20220712 071627
"Do przodu, dziewczyny!" Sary Marcus to wciągająca opowieść o niepozornej rewolucji, która na początku lat 90-tych kiełkowała w amerykańskich salach koncertowych, szkołach i mieszkaniach, czyli wszędzie tam, gdzie dziewczyny spotykały się, żeby rozmawiać o ważnych sprawach. Wszystko zaczęło się w Olympii w stanie Waszyngton, gdzie odbywały się pierwsze spotkania dotyczące seksizmu na scenie punkowej. Z czasem było ich coraz więcej, a do tworzącego się spontanicznie ruchu przylgnęło określenie Riot Grrrls, które zaczęło się pojawiać w piosenkach, na koszulkach i rozpowszechnianych własnym sumptem zinach. Ruch Riot Grrrl łączył w sobie aktywizm polityczny i społeczny, feminizm trzeciej fali oraz wyrazistą muzykę. Jego idee były rozpowszechniane dzięki twórczości takich zespołów jak Bratmobile czy Bikini Kill, które prowokowały mocnymi tekstami i zachowaniem na koncertach, jednocześnie zapraszając dziewczyny pod samą scenę, gdzie miała być dla nich bezpieczna przestrzeń.
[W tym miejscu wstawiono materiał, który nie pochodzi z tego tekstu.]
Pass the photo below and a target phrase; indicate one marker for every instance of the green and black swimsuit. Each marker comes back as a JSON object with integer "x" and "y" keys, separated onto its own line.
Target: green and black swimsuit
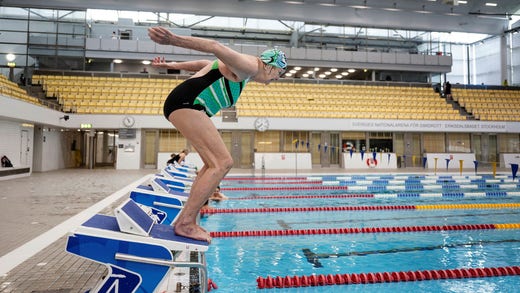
{"x": 210, "y": 93}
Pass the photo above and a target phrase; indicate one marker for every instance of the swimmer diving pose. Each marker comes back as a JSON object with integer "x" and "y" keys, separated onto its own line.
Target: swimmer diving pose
{"x": 215, "y": 85}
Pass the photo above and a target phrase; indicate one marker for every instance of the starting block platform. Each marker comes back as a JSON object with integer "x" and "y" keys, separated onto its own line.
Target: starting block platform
{"x": 162, "y": 207}
{"x": 179, "y": 173}
{"x": 139, "y": 253}
{"x": 169, "y": 185}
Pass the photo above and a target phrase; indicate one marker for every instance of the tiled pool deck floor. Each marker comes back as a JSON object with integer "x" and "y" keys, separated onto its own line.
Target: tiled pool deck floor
{"x": 38, "y": 211}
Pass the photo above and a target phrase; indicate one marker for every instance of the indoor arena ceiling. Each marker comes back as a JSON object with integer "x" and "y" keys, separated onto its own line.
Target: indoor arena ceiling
{"x": 472, "y": 16}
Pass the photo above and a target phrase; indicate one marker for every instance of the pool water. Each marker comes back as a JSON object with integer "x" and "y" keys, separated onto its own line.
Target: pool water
{"x": 235, "y": 263}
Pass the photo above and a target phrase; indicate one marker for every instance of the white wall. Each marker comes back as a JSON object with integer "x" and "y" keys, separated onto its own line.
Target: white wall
{"x": 454, "y": 163}
{"x": 294, "y": 161}
{"x": 382, "y": 161}
{"x": 129, "y": 152}
{"x": 49, "y": 150}
{"x": 486, "y": 63}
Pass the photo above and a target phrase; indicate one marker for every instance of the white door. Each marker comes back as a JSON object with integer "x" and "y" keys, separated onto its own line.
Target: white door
{"x": 24, "y": 148}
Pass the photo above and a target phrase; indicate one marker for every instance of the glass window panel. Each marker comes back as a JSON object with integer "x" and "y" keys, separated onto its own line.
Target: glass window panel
{"x": 267, "y": 142}
{"x": 458, "y": 143}
{"x": 509, "y": 143}
{"x": 170, "y": 140}
{"x": 433, "y": 143}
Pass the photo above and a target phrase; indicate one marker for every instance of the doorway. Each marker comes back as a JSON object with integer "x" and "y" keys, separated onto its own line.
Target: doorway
{"x": 240, "y": 145}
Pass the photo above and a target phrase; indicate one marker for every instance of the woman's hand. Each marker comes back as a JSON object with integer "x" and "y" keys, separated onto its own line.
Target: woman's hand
{"x": 159, "y": 62}
{"x": 161, "y": 35}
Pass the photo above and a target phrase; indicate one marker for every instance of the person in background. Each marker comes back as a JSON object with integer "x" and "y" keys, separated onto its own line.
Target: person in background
{"x": 215, "y": 84}
{"x": 218, "y": 195}
{"x": 178, "y": 158}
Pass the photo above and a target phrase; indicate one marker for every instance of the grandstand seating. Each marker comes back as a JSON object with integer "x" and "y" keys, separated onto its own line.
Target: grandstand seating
{"x": 490, "y": 104}
{"x": 11, "y": 89}
{"x": 132, "y": 95}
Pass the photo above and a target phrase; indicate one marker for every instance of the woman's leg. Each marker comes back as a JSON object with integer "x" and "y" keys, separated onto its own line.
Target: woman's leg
{"x": 199, "y": 130}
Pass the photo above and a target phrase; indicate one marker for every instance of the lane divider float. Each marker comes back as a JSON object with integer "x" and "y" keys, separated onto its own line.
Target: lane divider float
{"x": 331, "y": 231}
{"x": 363, "y": 208}
{"x": 384, "y": 277}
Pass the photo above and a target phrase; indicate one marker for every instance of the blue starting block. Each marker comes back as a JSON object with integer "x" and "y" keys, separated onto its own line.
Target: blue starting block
{"x": 140, "y": 254}
{"x": 165, "y": 185}
{"x": 178, "y": 172}
{"x": 162, "y": 207}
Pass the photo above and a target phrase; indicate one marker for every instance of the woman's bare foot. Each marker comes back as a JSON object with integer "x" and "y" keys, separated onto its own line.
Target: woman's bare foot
{"x": 192, "y": 231}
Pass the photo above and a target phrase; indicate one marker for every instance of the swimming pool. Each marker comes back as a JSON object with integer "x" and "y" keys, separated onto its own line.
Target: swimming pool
{"x": 336, "y": 230}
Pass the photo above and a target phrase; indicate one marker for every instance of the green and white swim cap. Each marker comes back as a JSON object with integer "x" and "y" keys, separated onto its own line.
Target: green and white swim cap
{"x": 274, "y": 57}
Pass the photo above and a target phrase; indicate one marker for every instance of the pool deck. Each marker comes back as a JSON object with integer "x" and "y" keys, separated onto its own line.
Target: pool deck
{"x": 37, "y": 212}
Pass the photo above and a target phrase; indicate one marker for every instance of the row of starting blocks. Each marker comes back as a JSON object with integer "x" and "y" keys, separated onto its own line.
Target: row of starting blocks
{"x": 137, "y": 243}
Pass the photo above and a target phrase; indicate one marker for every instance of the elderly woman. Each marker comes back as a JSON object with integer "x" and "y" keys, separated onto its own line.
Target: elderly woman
{"x": 215, "y": 85}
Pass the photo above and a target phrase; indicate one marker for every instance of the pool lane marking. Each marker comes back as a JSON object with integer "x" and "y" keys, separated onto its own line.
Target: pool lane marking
{"x": 391, "y": 229}
{"x": 362, "y": 208}
{"x": 384, "y": 277}
{"x": 18, "y": 255}
{"x": 378, "y": 220}
{"x": 314, "y": 258}
{"x": 489, "y": 194}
Sara Marcus z dużym przywiązaniem do detali opisuje ewolucję ruchu Riot Grrrl na wielu poziomach ich działalności. Przedstawia czytelnikom aktywistki, redaktorki zinów oraz artystki. Jedną z takich postaci jest Kathleen Hanna, liderka i wokalistka zespołu Bikini Kill, która pomimo rozwijającej się kariery muzycznej zawsze pozostawała wsparciem dla całego ruchu. Autorka pokazuje też, jak funkcjonowały oddolne grupy wsparcia, jak wydawano, kserowano i rozsyłano ziny, jak organizowano feministyczne festiwale i koncerty lokalnych zespołów. Chociaż Riot Grrrl nie był ogromnym ruchem, to z pewnością przyczynił się do pewnych zmian, które dzisiaj uznajemy za oczywiste – jak choćby to, że kobiece zespoły punkowe i rockowe to nic dziwnego. Sara Marcus pokazuje też, że wiele spraw, które wkurzały Riot Grrrls, niestety są wciąż aktualne i trzeba z nimi walczyć. Tym bardziej warto przeczytać "Do przodu, dziewczyny!" i poszukać w historii aktywistek z Olympii inspiracji do działania.